Yes, they did. I believe the specific scene that Band of Brothers covered (I haven't actually watched it) would be the night time drop of June 5-6, 1944, preceding the D-Day Normandy Landings. The 82nd and 101st Airborne Divisions as well as Canadian 3rd and 5th Parachute Brigades and British 6th Airborne Division dropped in (on separate operations) on the night before the landings began. Their job was extremely perilous but vital: to disrupt German defenses, tie down a disproportionate number of German troops and delay German reinforcements for long enough to buy time so that the Allied beachheads would have the breathing space to neutralize shore defenses and establish a line of their own. The hours when infantry first splash on to the beaches are some of the riskiest in modern warfare: they lack heavy equipment, and they're in very slow, unarmoured sardine cans which have a tendency to sink at the slightest provocation.
In order to drop accurately, 300 volunteers were formed into Pathfinder teams of 14-18 men. These troopers carried guidance equipment such as signaling lamps and Eureka short range transponding radar systems. These were fundamentally the same thing: electromagnetic wave emitters that gave a signal that units could lock in on to find their way to the LZ that the Pathfinders have secured, it's just radars had receiver units and lamps relied on the M1 Eyeball.
The Pathfinder drop on June 6th was a disaster. Several teams dropped miles off target from the intended DZ. One team had the plane with most of their equipment ditch early. Another dropped in a zone the Germans considered a likely landing spot and were too close to enemies to use visual indicators, and had to rely on radars only for guidance. The main Airborne waves were guided in in a frantic series of improvised signals.
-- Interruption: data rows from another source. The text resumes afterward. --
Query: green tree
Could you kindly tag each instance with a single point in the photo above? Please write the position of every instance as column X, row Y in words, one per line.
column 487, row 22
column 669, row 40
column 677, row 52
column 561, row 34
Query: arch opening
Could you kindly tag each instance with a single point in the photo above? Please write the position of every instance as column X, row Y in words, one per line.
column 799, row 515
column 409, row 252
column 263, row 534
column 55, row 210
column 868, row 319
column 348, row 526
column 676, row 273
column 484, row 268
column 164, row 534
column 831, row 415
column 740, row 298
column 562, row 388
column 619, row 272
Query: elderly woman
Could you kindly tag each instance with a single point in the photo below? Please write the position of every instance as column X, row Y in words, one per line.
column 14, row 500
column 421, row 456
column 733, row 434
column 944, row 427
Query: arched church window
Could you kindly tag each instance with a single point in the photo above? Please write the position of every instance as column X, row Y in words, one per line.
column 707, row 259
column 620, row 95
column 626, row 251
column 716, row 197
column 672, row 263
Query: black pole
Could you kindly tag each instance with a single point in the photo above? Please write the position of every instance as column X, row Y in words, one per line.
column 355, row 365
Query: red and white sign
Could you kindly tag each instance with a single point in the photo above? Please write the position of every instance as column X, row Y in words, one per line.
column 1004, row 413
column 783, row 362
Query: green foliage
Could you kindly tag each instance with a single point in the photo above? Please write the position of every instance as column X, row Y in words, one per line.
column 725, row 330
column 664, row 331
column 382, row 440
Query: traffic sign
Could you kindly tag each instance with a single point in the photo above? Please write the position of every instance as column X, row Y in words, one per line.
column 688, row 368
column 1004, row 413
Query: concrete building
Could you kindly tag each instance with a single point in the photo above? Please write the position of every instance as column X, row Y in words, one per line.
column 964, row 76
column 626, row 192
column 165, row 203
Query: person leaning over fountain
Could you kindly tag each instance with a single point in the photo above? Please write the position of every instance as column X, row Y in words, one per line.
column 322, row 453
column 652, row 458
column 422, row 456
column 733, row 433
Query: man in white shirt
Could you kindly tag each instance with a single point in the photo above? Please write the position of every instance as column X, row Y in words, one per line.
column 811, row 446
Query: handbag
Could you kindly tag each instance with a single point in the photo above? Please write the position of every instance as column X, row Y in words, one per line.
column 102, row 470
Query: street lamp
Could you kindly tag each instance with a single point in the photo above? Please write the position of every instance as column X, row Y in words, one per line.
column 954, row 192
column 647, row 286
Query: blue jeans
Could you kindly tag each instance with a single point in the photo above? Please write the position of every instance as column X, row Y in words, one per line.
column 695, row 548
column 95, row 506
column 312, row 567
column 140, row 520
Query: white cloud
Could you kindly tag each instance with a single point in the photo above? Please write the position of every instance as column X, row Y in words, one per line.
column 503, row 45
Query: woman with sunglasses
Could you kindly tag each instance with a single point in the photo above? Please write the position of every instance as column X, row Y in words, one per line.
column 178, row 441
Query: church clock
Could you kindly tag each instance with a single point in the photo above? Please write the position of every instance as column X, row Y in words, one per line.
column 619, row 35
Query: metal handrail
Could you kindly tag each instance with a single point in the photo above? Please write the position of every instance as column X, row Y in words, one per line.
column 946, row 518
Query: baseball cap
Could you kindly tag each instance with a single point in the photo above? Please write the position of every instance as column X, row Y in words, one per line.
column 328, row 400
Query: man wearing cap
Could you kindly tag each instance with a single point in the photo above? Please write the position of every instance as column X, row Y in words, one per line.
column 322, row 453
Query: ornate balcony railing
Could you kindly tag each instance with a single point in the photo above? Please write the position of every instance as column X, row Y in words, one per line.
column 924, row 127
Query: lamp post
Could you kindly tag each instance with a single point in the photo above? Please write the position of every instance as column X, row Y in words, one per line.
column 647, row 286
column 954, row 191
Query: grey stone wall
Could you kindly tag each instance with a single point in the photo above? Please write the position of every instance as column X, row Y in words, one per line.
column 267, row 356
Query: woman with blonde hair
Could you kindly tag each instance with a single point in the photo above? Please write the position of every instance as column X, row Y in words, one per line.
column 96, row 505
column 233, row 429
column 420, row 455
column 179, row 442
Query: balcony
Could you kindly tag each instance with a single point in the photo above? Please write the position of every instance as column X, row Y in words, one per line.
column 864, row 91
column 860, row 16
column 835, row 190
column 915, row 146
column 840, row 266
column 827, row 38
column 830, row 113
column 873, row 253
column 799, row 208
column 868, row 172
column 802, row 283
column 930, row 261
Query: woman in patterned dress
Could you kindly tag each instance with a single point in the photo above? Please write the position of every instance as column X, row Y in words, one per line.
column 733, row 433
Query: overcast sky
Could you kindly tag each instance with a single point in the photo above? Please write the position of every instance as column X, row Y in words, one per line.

Their only advantage was that the surprised Germans were just as confused and in the dark about where the Pathfinders were.
The main waves of US paratroopers suffered their share of mishaps. Planes flying under radio silence, at night, in clouds and under fire broke formation, dropped their troops too low or too far, some into swamps and rivers where the soldiers drowned under the drag of their equipment, some with insufficient air time to slow down, breaking their legs. Between failed drops, nighttime confusion, failures in communication and German resistance, American paratroopers suffered over 50% casualties in the first week, much higher than possibly every other unit involved in the Normandy Landings.
So yes, it was incredibly difficult, and they had to fight their way anywhere basically from the moment they hit the ground. When you were detected was largely dependent on luck and the element of surprise. Them being detected was a feature, not a flaw, as Germans sent to deal with Paratroopers couldn't be firing on their infantry comrades.